On the deep and dark web, access markets sell access to compromised endpoints. For only $10, an attacker can purchase access to a backdoor (“bot”) or to usernames, passwords, and cookies exfiltrated from a machine by stealer malware (“logs”). In theory, the attacker can gain access to any account to which the compromised endpoint is logged in. (A Cybersixgill research project last year found that major ransomware groups may be using these markets to establish initial access in their attacks.)
We chose the three leading producers of continuous glucose monitors (CGM) as case studies. These implanted sensors measure blood sugar levels, offering patients and medical professionals a more complete understanding of a patient’s blood sugar records than the snapshot provided by finger-pricking several times a day. The data that they collect is available on online patient portals.
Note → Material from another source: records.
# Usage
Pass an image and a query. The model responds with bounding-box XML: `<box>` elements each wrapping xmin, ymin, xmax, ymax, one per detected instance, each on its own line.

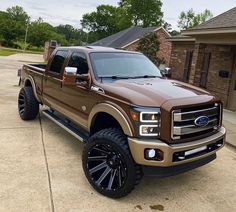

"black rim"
<box><xmin>87</xmin><ymin>144</ymin><xmax>127</xmax><ymax>191</ymax></box>
<box><xmin>18</xmin><ymin>93</ymin><xmax>25</xmax><ymax>115</ymax></box>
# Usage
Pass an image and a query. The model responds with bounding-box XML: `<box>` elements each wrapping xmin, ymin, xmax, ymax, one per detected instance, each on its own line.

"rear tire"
<box><xmin>83</xmin><ymin>129</ymin><xmax>142</xmax><ymax>198</ymax></box>
<box><xmin>18</xmin><ymin>87</ymin><xmax>39</xmax><ymax>120</ymax></box>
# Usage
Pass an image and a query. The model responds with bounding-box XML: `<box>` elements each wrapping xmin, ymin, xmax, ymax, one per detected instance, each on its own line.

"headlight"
<box><xmin>140</xmin><ymin>112</ymin><xmax>158</xmax><ymax>123</ymax></box>
<box><xmin>139</xmin><ymin>125</ymin><xmax>159</xmax><ymax>136</ymax></box>
<box><xmin>130</xmin><ymin>107</ymin><xmax>161</xmax><ymax>137</ymax></box>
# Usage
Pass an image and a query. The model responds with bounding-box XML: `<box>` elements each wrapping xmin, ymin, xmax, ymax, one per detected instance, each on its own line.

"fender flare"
<box><xmin>24</xmin><ymin>76</ymin><xmax>41</xmax><ymax>102</ymax></box>
<box><xmin>88</xmin><ymin>103</ymin><xmax>133</xmax><ymax>137</ymax></box>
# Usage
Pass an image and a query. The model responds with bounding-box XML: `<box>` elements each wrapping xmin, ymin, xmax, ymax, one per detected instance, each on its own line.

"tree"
<box><xmin>178</xmin><ymin>9</ymin><xmax>213</xmax><ymax>30</ymax></box>
<box><xmin>7</xmin><ymin>6</ymin><xmax>30</xmax><ymax>24</ymax></box>
<box><xmin>137</xmin><ymin>32</ymin><xmax>162</xmax><ymax>65</ymax></box>
<box><xmin>119</xmin><ymin>0</ymin><xmax>163</xmax><ymax>27</ymax></box>
<box><xmin>81</xmin><ymin>5</ymin><xmax>132</xmax><ymax>41</ymax></box>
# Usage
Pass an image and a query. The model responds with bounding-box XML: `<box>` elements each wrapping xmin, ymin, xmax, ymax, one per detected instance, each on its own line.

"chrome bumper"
<box><xmin>128</xmin><ymin>127</ymin><xmax>226</xmax><ymax>167</ymax></box>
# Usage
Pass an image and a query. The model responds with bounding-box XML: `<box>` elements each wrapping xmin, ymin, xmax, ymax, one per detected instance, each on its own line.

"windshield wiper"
<box><xmin>99</xmin><ymin>75</ymin><xmax>131</xmax><ymax>82</ymax></box>
<box><xmin>134</xmin><ymin>75</ymin><xmax>160</xmax><ymax>78</ymax></box>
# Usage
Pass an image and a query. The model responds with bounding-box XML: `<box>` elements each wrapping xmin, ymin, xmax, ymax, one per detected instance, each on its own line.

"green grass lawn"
<box><xmin>0</xmin><ymin>48</ymin><xmax>42</xmax><ymax>56</ymax></box>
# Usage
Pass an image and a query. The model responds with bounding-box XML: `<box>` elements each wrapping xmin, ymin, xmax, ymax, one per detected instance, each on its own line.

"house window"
<box><xmin>200</xmin><ymin>52</ymin><xmax>211</xmax><ymax>88</ymax></box>
<box><xmin>183</xmin><ymin>51</ymin><xmax>193</xmax><ymax>82</ymax></box>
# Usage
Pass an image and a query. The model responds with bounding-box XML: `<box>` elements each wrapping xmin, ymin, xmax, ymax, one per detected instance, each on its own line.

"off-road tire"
<box><xmin>18</xmin><ymin>87</ymin><xmax>39</xmax><ymax>120</ymax></box>
<box><xmin>83</xmin><ymin>128</ymin><xmax>143</xmax><ymax>198</ymax></box>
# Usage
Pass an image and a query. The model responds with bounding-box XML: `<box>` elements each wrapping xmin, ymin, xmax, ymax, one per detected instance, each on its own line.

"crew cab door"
<box><xmin>61</xmin><ymin>51</ymin><xmax>96</xmax><ymax>129</ymax></box>
<box><xmin>43</xmin><ymin>50</ymin><xmax>68</xmax><ymax>107</ymax></box>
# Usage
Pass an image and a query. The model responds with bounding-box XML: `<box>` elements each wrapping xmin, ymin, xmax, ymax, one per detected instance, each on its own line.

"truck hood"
<box><xmin>99</xmin><ymin>78</ymin><xmax>214</xmax><ymax>107</ymax></box>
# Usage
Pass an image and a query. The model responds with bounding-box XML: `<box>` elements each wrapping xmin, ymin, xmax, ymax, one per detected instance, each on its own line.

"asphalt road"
<box><xmin>0</xmin><ymin>56</ymin><xmax>236</xmax><ymax>212</ymax></box>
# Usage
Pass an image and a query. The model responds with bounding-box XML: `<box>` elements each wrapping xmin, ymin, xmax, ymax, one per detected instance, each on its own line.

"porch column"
<box><xmin>189</xmin><ymin>43</ymin><xmax>206</xmax><ymax>86</ymax></box>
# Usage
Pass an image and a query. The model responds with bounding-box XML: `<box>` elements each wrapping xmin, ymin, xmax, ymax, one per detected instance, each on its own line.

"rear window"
<box><xmin>50</xmin><ymin>50</ymin><xmax>68</xmax><ymax>74</ymax></box>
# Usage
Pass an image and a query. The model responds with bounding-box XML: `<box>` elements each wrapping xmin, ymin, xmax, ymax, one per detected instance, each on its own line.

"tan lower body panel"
<box><xmin>128</xmin><ymin>127</ymin><xmax>226</xmax><ymax>167</ymax></box>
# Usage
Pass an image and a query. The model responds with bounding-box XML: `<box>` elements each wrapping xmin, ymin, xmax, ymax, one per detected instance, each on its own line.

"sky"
<box><xmin>0</xmin><ymin>0</ymin><xmax>236</xmax><ymax>29</ymax></box>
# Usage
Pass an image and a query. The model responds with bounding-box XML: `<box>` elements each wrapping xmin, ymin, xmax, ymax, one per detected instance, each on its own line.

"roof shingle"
<box><xmin>191</xmin><ymin>7</ymin><xmax>236</xmax><ymax>31</ymax></box>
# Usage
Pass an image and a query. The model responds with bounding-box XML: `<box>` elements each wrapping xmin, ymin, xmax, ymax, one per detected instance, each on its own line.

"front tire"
<box><xmin>18</xmin><ymin>87</ymin><xmax>39</xmax><ymax>120</ymax></box>
<box><xmin>83</xmin><ymin>129</ymin><xmax>142</xmax><ymax>198</ymax></box>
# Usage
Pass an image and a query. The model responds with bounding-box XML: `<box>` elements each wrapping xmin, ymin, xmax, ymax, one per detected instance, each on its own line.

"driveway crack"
<box><xmin>39</xmin><ymin>114</ymin><xmax>55</xmax><ymax>212</ymax></box>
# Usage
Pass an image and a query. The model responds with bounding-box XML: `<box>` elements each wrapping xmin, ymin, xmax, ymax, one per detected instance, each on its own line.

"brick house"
<box><xmin>90</xmin><ymin>27</ymin><xmax>171</xmax><ymax>66</ymax></box>
<box><xmin>169</xmin><ymin>7</ymin><xmax>236</xmax><ymax>110</ymax></box>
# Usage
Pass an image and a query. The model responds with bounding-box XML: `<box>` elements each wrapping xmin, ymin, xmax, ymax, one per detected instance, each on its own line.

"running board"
<box><xmin>42</xmin><ymin>110</ymin><xmax>89</xmax><ymax>142</ymax></box>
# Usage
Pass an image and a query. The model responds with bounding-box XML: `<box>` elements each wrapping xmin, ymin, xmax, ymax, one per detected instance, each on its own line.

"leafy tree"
<box><xmin>178</xmin><ymin>9</ymin><xmax>213</xmax><ymax>30</ymax></box>
<box><xmin>81</xmin><ymin>5</ymin><xmax>132</xmax><ymax>41</ymax></box>
<box><xmin>7</xmin><ymin>6</ymin><xmax>30</xmax><ymax>24</ymax></box>
<box><xmin>137</xmin><ymin>32</ymin><xmax>165</xmax><ymax>65</ymax></box>
<box><xmin>119</xmin><ymin>0</ymin><xmax>163</xmax><ymax>27</ymax></box>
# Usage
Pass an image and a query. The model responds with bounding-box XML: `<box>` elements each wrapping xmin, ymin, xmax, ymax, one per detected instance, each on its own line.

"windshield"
<box><xmin>90</xmin><ymin>52</ymin><xmax>162</xmax><ymax>79</ymax></box>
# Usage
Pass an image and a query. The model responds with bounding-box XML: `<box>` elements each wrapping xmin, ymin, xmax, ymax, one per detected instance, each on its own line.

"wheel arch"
<box><xmin>24</xmin><ymin>76</ymin><xmax>41</xmax><ymax>102</ymax></box>
<box><xmin>88</xmin><ymin>103</ymin><xmax>133</xmax><ymax>137</ymax></box>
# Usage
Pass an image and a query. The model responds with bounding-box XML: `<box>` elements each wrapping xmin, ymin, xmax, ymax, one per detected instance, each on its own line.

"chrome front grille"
<box><xmin>171</xmin><ymin>103</ymin><xmax>221</xmax><ymax>140</ymax></box>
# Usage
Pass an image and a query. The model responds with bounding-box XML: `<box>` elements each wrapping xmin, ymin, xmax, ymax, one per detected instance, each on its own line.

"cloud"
<box><xmin>0</xmin><ymin>0</ymin><xmax>235</xmax><ymax>29</ymax></box>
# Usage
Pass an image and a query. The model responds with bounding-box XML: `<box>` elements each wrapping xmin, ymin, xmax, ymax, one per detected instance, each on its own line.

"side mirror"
<box><xmin>63</xmin><ymin>67</ymin><xmax>90</xmax><ymax>85</ymax></box>
<box><xmin>161</xmin><ymin>67</ymin><xmax>171</xmax><ymax>77</ymax></box>
<box><xmin>64</xmin><ymin>67</ymin><xmax>77</xmax><ymax>75</ymax></box>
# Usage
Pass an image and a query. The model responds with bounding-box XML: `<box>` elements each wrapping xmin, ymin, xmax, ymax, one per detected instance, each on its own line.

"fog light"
<box><xmin>147</xmin><ymin>149</ymin><xmax>156</xmax><ymax>158</ymax></box>
<box><xmin>145</xmin><ymin>149</ymin><xmax>164</xmax><ymax>161</ymax></box>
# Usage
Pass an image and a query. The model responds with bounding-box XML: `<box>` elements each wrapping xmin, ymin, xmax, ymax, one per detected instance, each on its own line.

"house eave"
<box><xmin>181</xmin><ymin>27</ymin><xmax>236</xmax><ymax>36</ymax></box>
<box><xmin>167</xmin><ymin>37</ymin><xmax>196</xmax><ymax>42</ymax></box>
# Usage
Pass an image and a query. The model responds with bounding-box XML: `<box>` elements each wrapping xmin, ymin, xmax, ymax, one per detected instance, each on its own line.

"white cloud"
<box><xmin>0</xmin><ymin>0</ymin><xmax>236</xmax><ymax>29</ymax></box>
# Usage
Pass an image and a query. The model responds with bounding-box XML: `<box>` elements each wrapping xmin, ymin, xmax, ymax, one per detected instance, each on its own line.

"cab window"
<box><xmin>50</xmin><ymin>50</ymin><xmax>68</xmax><ymax>75</ymax></box>
<box><xmin>68</xmin><ymin>52</ymin><xmax>88</xmax><ymax>74</ymax></box>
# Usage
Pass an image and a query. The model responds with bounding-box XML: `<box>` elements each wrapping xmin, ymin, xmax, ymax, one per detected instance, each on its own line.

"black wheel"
<box><xmin>18</xmin><ymin>87</ymin><xmax>39</xmax><ymax>120</ymax></box>
<box><xmin>83</xmin><ymin>129</ymin><xmax>142</xmax><ymax>198</ymax></box>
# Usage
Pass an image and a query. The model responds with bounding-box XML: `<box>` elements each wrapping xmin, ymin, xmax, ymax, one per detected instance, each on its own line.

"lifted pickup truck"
<box><xmin>18</xmin><ymin>47</ymin><xmax>225</xmax><ymax>198</ymax></box>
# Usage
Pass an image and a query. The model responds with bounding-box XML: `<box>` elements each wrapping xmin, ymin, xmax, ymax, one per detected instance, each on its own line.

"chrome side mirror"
<box><xmin>161</xmin><ymin>67</ymin><xmax>171</xmax><ymax>77</ymax></box>
<box><xmin>64</xmin><ymin>67</ymin><xmax>77</xmax><ymax>75</ymax></box>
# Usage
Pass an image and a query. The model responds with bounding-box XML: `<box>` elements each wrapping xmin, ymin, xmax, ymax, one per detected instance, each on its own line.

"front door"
<box><xmin>61</xmin><ymin>51</ymin><xmax>96</xmax><ymax>128</ymax></box>
<box><xmin>228</xmin><ymin>53</ymin><xmax>236</xmax><ymax>111</ymax></box>
<box><xmin>43</xmin><ymin>50</ymin><xmax>68</xmax><ymax>107</ymax></box>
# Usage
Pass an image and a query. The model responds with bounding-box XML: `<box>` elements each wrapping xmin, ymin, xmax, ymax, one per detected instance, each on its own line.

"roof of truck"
<box><xmin>57</xmin><ymin>46</ymin><xmax>141</xmax><ymax>54</ymax></box>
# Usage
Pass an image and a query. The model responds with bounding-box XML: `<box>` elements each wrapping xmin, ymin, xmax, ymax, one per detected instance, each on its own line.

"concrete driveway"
<box><xmin>0</xmin><ymin>55</ymin><xmax>236</xmax><ymax>212</ymax></box>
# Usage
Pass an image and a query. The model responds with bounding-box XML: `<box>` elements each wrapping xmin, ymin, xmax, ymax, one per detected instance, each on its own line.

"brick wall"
<box><xmin>170</xmin><ymin>42</ymin><xmax>236</xmax><ymax>107</ymax></box>
<box><xmin>205</xmin><ymin>45</ymin><xmax>234</xmax><ymax>106</ymax></box>
<box><xmin>170</xmin><ymin>42</ymin><xmax>194</xmax><ymax>81</ymax></box>
<box><xmin>125</xmin><ymin>29</ymin><xmax>171</xmax><ymax>66</ymax></box>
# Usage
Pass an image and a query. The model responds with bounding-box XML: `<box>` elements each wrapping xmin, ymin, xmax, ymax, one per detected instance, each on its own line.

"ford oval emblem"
<box><xmin>194</xmin><ymin>116</ymin><xmax>209</xmax><ymax>127</ymax></box>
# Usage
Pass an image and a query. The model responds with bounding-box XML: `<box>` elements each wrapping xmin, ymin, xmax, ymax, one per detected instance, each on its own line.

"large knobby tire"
<box><xmin>83</xmin><ymin>129</ymin><xmax>142</xmax><ymax>198</ymax></box>
<box><xmin>18</xmin><ymin>87</ymin><xmax>39</xmax><ymax>120</ymax></box>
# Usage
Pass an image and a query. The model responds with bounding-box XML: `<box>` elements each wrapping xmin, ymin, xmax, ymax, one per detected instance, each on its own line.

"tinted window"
<box><xmin>90</xmin><ymin>53</ymin><xmax>161</xmax><ymax>77</ymax></box>
<box><xmin>68</xmin><ymin>52</ymin><xmax>88</xmax><ymax>74</ymax></box>
<box><xmin>50</xmin><ymin>50</ymin><xmax>67</xmax><ymax>74</ymax></box>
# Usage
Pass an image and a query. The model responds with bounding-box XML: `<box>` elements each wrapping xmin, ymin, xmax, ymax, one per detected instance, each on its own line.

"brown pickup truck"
<box><xmin>18</xmin><ymin>46</ymin><xmax>225</xmax><ymax>198</ymax></box>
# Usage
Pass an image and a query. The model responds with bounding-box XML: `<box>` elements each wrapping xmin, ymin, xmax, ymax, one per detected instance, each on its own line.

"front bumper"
<box><xmin>128</xmin><ymin>127</ymin><xmax>226</xmax><ymax>167</ymax></box>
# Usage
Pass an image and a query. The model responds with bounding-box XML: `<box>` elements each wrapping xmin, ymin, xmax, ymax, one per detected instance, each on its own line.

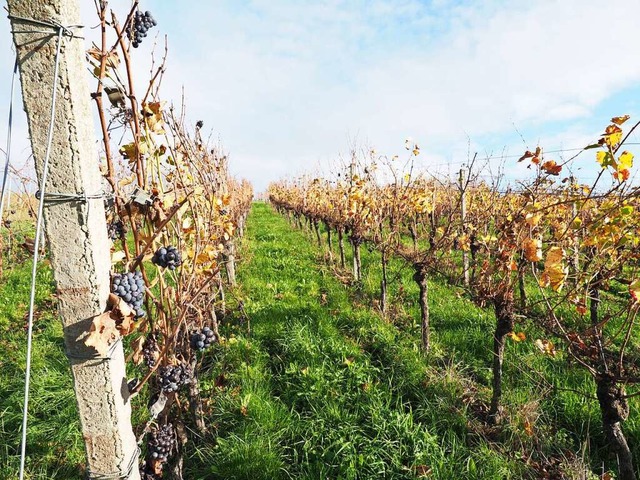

Collectively, these markets listed access to 1,241 patient accounts for Abbott, Medtronic, and Dexcom CGMs from April 1, 2022 to April 1, 2023. Attackers that purchase access to these listings could theoretically gain access to patient glucose readings and other information stored in the account.
Figure 1: Logs from an endpoint logged into Dexcom’s uam1[.]dexcom[.]com for sale on an underground access market.
Figure 2: A bot from an endpoint logged in to Medtronic Carelink’s carelink[.]minimed[.]com for sale on an underground access market. Note that the bot also contains logins to accounts such as Amazon, Netflix, and Telefonica.
Figure 3: Logs from an endpoint logged into Abbott Freestyle Libre’s freestylelibre[.]com for sale on an underground access market. Note that the bot also contains logins to an account for CaixaBank.
We stress that this does not show that these accounts or their underlying software were “hacked,” nor does it reveal any vulnerabilities in the devices or account software. Rather, it highlights the complex attack surface of PHI: patient data was potentially compromised because it was accessible from an endpoint that was compromised.
The regulatory risk
Even though they have no ability to prevent or detect a malware attack on a patient computer, heathcare providers may still assume some of the risk in these scenarios. That is, HIPPA measures mandate that systems handling PHI provide measurable security safeguards as per the HIPAA “Security Rule”, for patient accounts. Security control measures such as multifactor authentication and monitoring for suspicious login and behavior, for example, might effectively mitigate much of the risks posed by access markets.
Patients must also act responsibly when it comes to handling personal accounts with sensitive data. This includes reviewing and following the vendor’s security policy and putting the guidelines into practice. Steps like unique and complex passwords and cautiousness with malicious attachments and downloads that could infect their systems with malware will help increase the protection of PHI.
Ultimately, convenience does not need to come at the expense of security. Through adequately mapping and assessing threats, healthcare providers can mitigate the risk of compromised protected health information.